LIVE FROM THE GSMA-mHA MOBILE HEALTH SUMMIT: Obed Bapela, Deputy Minister of Communications for South Africa, opened today’s event with a message that there is enormous potential for mobile health services but barriers to mainstream success must be overcome.
“ICT is essential to improving the quality of life, particularly in rural areas… mobile health can indeed play a significant role in reaching this objective,” Bapela stated. “It can contribute to a long and healthy life for all South Africans.” He added that the high mobile penetration rate in South Africa would be a catalyst for mHealth deployments.
Bapela sees four main benefits of mobile health: increasing life expectancy, decreasing maternal and child mortality rates, combating HIV/AIDS and controlling tuberculosis, and strengthening the entire health ecosystem.
However, the deputy minister warned there are a number of hurdles the country has to overcome for mobile health services to become mass market. “Paramount to this is the question of affordability – the cost of communication in Africa remains high,” he said. He added that mobile health should not be viewed in isolation with more established ehealth services, but complementary. “And mobile health should fully comply with the National Health Act in terms of privacy and doctor/patient confidentiality… Lastly mobile health should align with health counsels’ ethical guidelines.”

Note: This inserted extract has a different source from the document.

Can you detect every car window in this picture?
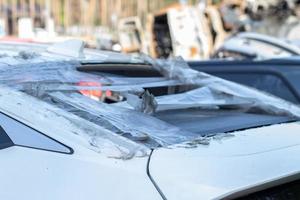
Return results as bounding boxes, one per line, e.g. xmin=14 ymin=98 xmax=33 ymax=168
xmin=217 ymin=72 xmax=299 ymax=104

Bapela recognised the role that governments can play in driving this nascent market: “We can help to create an atmosphere that is conducive to the development of mobile health; we can only do this by adopting ICT policies that help growth in mobile health technologies.” Examples include encouraging the allocation of radio spectrum and partnerships between the public/private sectors.
He concluded with the hope that decisions taken this week at the Summit would be adopted at the World Health Organisation and United Nations. On a positive note, he said he expects to see mobile health services “live beyond pilot projects for the mainstream development of health policies in South Africa, Africa and other developing countries.”